Another interesting thing about personalised medicine is personalised devices. Now, this is the thing that I’m exploring and I’ve bought a Whoop band too. I have no interest or commercial interest in that. I explored it because it was said to be a great personalised device. I wanted to track my sleeping and it was very interesting that I became obsessed with it.
My wife again warned me not to keep wearing this thing, so I stopped wearing it because I agreed I became too obsessed by it but it did give me a snapshot of my sleep quality to some degree. Then I moved to an Oura ring because I love gadgets and I love exploring Oura rings. Again, I have no interest in that, but I liked Oura rings because I never go to bed with a watch on.
So wearing a watch, which is what basically a Whoop band is, goes around the wrist is not really comfortable for me and a ring, even though I do take my wedding ring off at night to go to bed. I don’t sleep with my wedding ring on. I don’t sleep with anything on. I thought an Oura ring is an interesting thing because it’s the least invasive thing. I have explored both Oura 1 and 2, and the more recent version Oura 3. And I’ll do a whole programme on this.
The thing that concerns me about it is two things. That concerned me about it. One, the electromagnetic radiation and I do have an EMF (electromagnetic frequency) radiation detector. And make no mistake about it, these bands and these rings are putting EMF radiation on your body 24-7. I don’t think that’s a good idea.

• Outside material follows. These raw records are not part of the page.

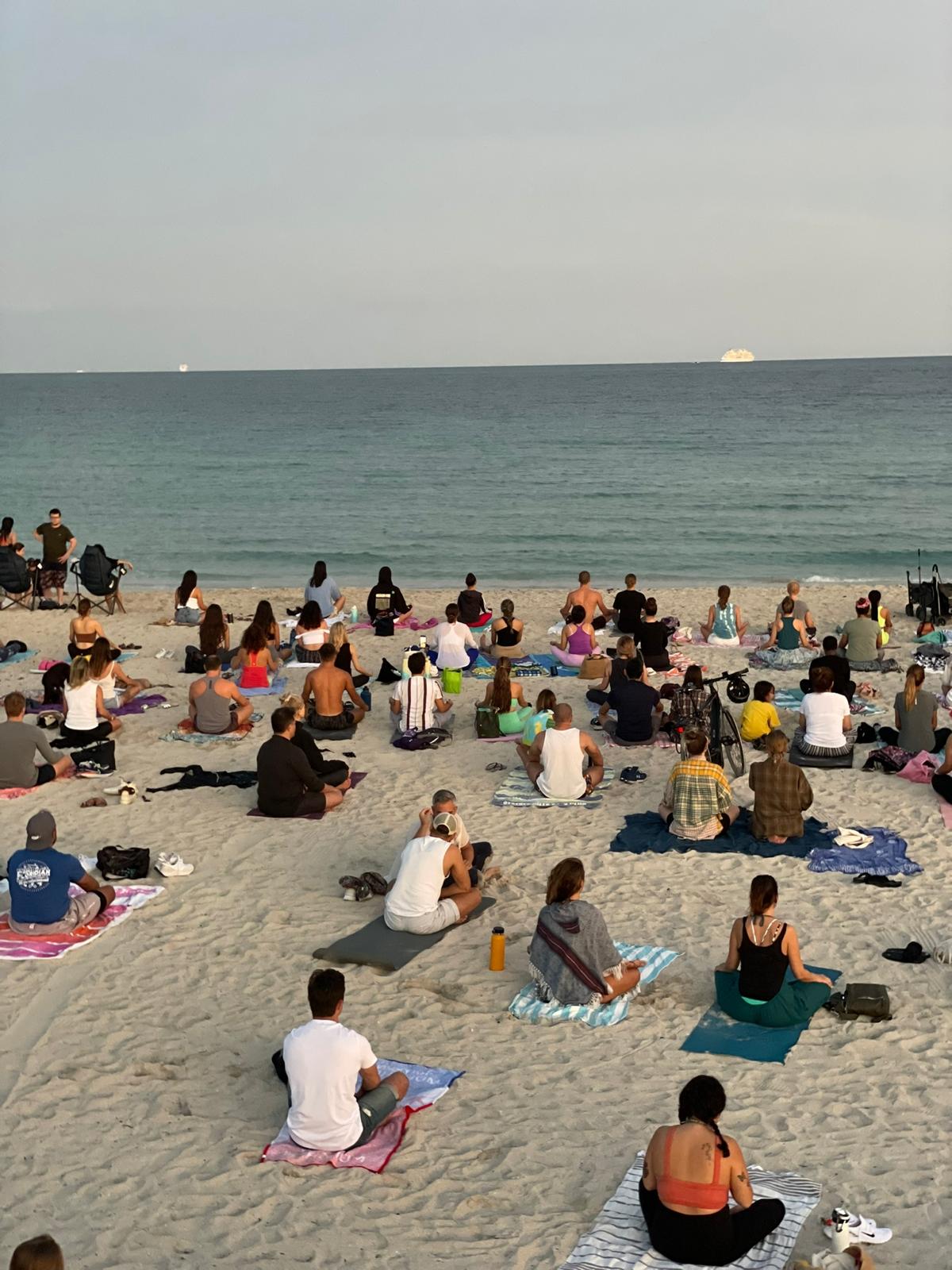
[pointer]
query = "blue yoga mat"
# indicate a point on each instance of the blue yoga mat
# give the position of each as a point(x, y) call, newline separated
point(717, 1033)
point(644, 831)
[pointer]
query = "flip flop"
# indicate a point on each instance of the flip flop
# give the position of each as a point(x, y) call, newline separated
point(912, 954)
point(876, 880)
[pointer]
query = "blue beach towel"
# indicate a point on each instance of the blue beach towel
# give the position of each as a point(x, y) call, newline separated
point(527, 1006)
point(884, 856)
point(717, 1033)
point(644, 831)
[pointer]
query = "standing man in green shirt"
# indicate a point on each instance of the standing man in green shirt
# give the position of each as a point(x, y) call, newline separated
point(59, 545)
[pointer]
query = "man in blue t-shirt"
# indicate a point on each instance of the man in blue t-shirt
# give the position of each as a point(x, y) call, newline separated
point(40, 886)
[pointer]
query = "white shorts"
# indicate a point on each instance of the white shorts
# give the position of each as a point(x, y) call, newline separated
point(446, 914)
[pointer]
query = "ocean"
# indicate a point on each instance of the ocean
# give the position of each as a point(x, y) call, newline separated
point(679, 473)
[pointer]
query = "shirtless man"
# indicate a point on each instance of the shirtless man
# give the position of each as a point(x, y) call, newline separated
point(209, 702)
point(590, 600)
point(556, 760)
point(328, 685)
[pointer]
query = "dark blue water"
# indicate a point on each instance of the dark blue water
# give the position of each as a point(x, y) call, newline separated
point(835, 469)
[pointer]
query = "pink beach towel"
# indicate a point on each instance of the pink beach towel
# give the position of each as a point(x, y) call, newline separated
point(427, 1085)
point(29, 948)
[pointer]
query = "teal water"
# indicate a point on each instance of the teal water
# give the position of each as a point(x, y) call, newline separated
point(681, 473)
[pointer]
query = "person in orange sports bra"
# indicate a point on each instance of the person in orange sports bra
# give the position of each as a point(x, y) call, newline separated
point(691, 1170)
point(254, 660)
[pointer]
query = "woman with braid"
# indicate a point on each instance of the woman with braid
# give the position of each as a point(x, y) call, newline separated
point(691, 1170)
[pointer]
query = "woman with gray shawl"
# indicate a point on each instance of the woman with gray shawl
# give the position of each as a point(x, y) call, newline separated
point(573, 959)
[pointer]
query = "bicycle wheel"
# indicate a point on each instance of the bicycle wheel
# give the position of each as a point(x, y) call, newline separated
point(731, 745)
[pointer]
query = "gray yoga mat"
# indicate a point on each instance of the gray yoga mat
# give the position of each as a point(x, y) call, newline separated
point(384, 949)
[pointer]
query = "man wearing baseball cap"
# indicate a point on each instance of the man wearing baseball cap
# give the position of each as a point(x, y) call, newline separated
point(862, 637)
point(418, 901)
point(40, 886)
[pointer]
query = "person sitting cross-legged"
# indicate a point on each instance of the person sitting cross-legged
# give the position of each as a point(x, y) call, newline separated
point(287, 784)
point(418, 899)
point(698, 802)
point(40, 879)
point(321, 1064)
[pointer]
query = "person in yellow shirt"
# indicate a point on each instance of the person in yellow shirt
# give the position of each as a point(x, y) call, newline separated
point(759, 717)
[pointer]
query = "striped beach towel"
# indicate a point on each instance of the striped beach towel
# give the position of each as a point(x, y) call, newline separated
point(518, 791)
point(527, 1006)
point(619, 1240)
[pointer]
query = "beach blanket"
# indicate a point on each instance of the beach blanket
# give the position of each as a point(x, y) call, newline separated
point(620, 1241)
point(18, 657)
point(645, 831)
point(186, 730)
point(518, 791)
point(427, 1085)
point(139, 705)
point(526, 1005)
point(885, 856)
point(376, 945)
point(355, 778)
point(29, 948)
point(716, 1033)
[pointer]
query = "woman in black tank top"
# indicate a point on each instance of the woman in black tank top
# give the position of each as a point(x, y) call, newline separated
point(763, 979)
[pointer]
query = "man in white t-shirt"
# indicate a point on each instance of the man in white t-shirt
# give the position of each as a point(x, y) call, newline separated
point(418, 702)
point(418, 901)
point(323, 1060)
point(825, 721)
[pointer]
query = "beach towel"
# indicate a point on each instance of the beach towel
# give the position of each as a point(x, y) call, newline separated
point(427, 1086)
point(355, 778)
point(527, 1006)
point(18, 657)
point(884, 857)
point(645, 831)
point(29, 948)
point(139, 705)
point(620, 1241)
point(376, 945)
point(518, 791)
point(186, 730)
point(716, 1033)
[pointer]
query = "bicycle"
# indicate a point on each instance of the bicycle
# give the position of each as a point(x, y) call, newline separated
point(724, 737)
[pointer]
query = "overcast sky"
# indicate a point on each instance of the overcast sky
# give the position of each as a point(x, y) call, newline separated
point(308, 184)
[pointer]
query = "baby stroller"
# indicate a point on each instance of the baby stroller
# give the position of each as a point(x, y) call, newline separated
point(931, 598)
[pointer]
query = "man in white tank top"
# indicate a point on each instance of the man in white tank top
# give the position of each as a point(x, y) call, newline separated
point(416, 901)
point(558, 760)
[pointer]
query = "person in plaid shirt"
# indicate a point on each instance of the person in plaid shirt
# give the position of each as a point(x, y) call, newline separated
point(698, 802)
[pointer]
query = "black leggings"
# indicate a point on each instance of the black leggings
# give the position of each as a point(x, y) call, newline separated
point(710, 1240)
point(892, 737)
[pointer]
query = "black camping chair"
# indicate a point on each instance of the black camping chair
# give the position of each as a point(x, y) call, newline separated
point(101, 577)
point(18, 581)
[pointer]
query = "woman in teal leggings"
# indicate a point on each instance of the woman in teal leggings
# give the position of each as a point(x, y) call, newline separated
point(753, 984)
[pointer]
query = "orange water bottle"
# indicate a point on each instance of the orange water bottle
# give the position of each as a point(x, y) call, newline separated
point(497, 949)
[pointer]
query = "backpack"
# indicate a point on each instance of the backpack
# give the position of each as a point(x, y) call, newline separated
point(861, 1001)
point(122, 861)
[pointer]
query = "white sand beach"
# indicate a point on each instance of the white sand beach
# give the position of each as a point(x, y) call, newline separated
point(136, 1083)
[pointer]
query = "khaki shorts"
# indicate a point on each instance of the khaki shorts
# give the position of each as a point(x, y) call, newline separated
point(82, 911)
point(446, 914)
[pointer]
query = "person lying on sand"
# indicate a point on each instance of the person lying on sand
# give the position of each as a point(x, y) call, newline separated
point(698, 802)
point(562, 762)
point(589, 600)
point(287, 784)
point(418, 899)
point(40, 882)
point(752, 983)
point(215, 705)
point(573, 958)
point(328, 685)
point(321, 1064)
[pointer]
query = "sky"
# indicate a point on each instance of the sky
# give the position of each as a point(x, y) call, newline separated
point(245, 186)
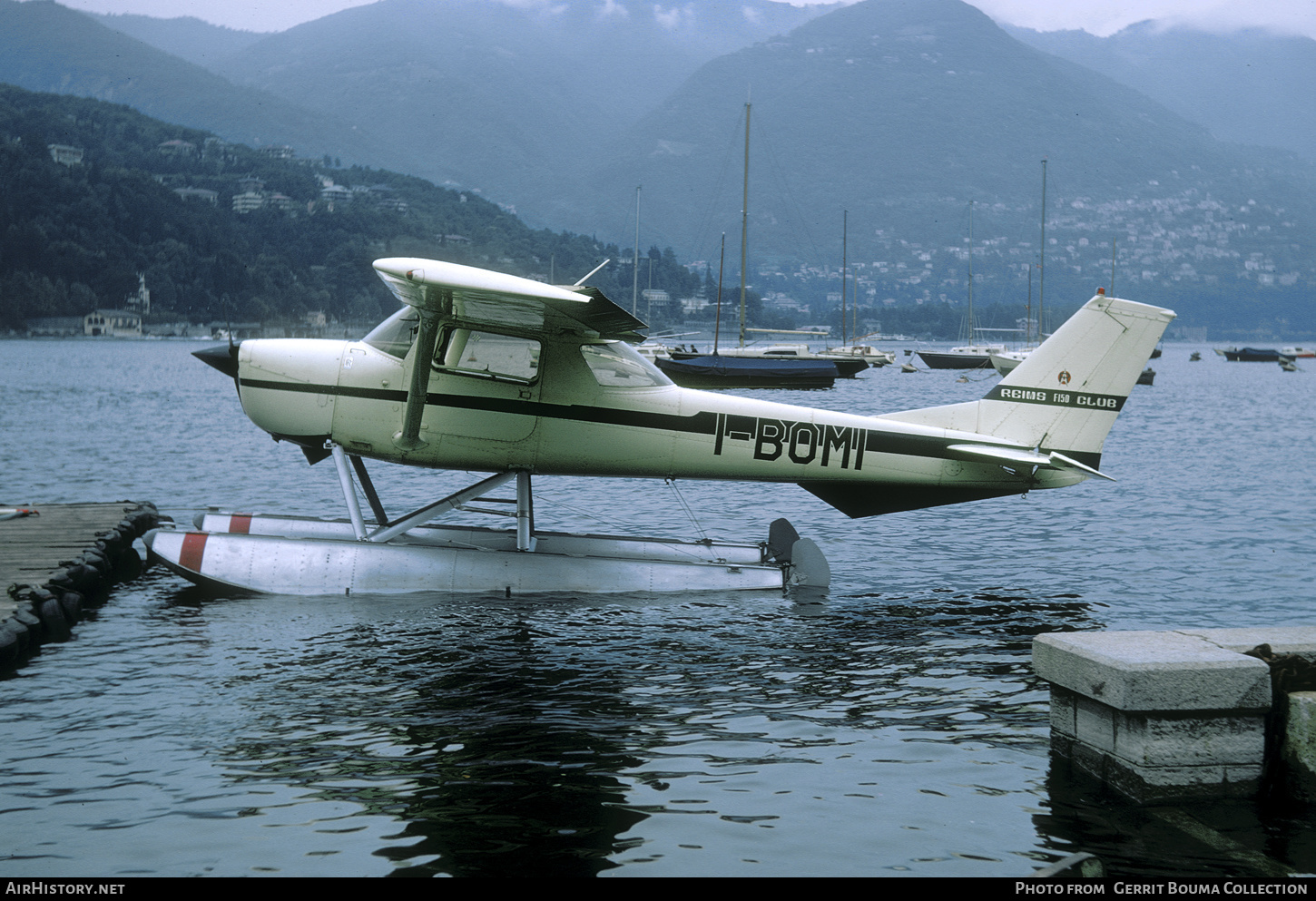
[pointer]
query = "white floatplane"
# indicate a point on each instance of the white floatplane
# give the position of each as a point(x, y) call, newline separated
point(493, 372)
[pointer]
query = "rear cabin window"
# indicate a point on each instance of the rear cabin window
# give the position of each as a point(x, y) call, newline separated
point(487, 354)
point(620, 366)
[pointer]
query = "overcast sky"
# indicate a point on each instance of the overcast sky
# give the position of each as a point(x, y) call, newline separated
point(1096, 16)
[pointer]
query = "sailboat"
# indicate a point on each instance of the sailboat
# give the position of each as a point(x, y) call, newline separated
point(746, 367)
point(851, 350)
point(1007, 359)
point(974, 356)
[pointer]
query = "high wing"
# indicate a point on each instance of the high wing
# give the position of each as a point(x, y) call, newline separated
point(471, 296)
point(478, 296)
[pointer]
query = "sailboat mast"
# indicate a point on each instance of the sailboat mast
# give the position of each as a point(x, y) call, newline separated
point(845, 222)
point(717, 321)
point(971, 332)
point(634, 280)
point(743, 225)
point(1041, 269)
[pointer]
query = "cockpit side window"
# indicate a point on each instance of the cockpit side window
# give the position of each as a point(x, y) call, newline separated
point(619, 366)
point(397, 334)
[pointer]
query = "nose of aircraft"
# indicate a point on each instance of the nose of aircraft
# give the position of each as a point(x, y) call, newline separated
point(224, 358)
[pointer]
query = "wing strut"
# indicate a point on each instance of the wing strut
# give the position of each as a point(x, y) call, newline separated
point(424, 351)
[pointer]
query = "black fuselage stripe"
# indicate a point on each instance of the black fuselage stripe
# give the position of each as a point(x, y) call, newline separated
point(703, 423)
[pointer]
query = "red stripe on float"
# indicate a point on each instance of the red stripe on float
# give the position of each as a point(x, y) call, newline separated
point(193, 549)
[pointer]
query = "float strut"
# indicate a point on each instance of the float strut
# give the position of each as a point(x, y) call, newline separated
point(349, 491)
point(524, 514)
point(368, 488)
point(438, 508)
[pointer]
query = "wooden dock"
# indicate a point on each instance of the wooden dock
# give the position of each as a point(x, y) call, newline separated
point(64, 552)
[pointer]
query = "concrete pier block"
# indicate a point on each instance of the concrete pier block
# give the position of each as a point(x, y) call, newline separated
point(1299, 749)
point(1164, 716)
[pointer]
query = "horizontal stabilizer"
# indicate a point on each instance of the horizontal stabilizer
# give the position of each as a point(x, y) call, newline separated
point(1009, 455)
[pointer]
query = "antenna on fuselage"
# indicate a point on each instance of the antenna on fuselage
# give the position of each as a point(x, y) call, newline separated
point(591, 272)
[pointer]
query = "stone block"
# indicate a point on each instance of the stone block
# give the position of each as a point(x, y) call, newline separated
point(1299, 748)
point(1164, 716)
point(1152, 671)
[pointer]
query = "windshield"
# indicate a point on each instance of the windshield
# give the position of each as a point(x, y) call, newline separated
point(395, 334)
point(620, 366)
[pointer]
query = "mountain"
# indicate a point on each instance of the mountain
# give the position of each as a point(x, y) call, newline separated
point(1249, 85)
point(903, 112)
point(497, 96)
point(895, 113)
point(45, 46)
point(184, 37)
point(224, 231)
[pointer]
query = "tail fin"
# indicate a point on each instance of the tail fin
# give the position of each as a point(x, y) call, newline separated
point(1064, 397)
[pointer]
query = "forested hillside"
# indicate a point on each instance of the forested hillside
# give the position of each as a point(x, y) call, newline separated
point(78, 234)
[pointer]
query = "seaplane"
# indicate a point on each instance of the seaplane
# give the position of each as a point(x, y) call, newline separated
point(495, 374)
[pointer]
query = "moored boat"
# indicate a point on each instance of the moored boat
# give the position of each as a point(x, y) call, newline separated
point(1251, 354)
point(727, 371)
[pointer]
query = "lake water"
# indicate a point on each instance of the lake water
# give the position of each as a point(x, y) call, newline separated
point(892, 726)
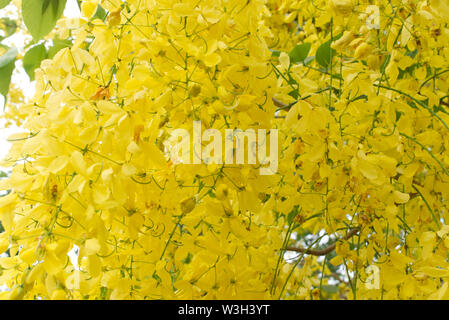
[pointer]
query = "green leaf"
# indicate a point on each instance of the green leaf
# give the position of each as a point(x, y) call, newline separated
point(300, 52)
point(4, 3)
point(40, 16)
point(33, 59)
point(8, 57)
point(100, 14)
point(8, 26)
point(58, 44)
point(7, 64)
point(324, 53)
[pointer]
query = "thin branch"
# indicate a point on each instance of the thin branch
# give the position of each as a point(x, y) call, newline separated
point(325, 251)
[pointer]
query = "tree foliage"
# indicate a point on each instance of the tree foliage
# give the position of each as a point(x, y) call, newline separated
point(359, 93)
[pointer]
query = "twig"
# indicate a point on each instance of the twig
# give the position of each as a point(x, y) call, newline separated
point(325, 251)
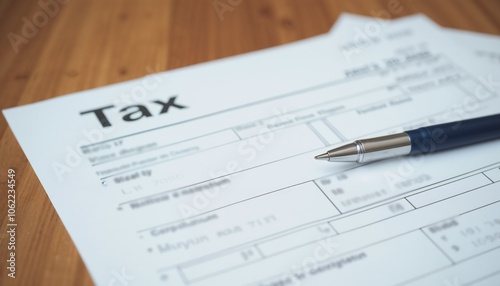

And the second thing I don’t like about it is that you become so obsessed. My wife will ask me, “How did you sleep at night?” And I almost go, “I’m just going to check that on my phone.” As my daughter downloads before I get into that. Before I answer that. And actually, I am going to do a whole programme on it because it is very interesting.
I’m going to only use my personal device for a limited period of two months and then maybe only use it for one or two months a year. I do not want to have it on my person 24/7 for the radiation and the obsession that it can become. So personalised medicine is definitely where we’re headed. You could be there already yourself just by listening to your body, looking at your family history and taking it all seriously.
Anyway, this week’s episode with Gerald Quigley was a good one. It touched on some of those issues. We talked a little bit about the pandemic as well and how that was managed, and Gerald shares with us some of his own personal experiences with his aged mother, who was in low care.
Anyway, always great to talk with Gerald. Always great to talk with him and get his insights. I hope you find that episode informative. I hope you find this one as well. Practised personalised medicine. That’s the message. Until next time.
This podcast provides general information and discussion about medicine, health, and related subjects. The content is not intended and should not be construed as medical advice or as a substitute for care by a qualified medical practitioner. If you or any other person has a medical concern, he or she should consult with an appropriately qualified medical practitioner. Guests who speak in this podcast express their own opinions, experiences, and conclusions.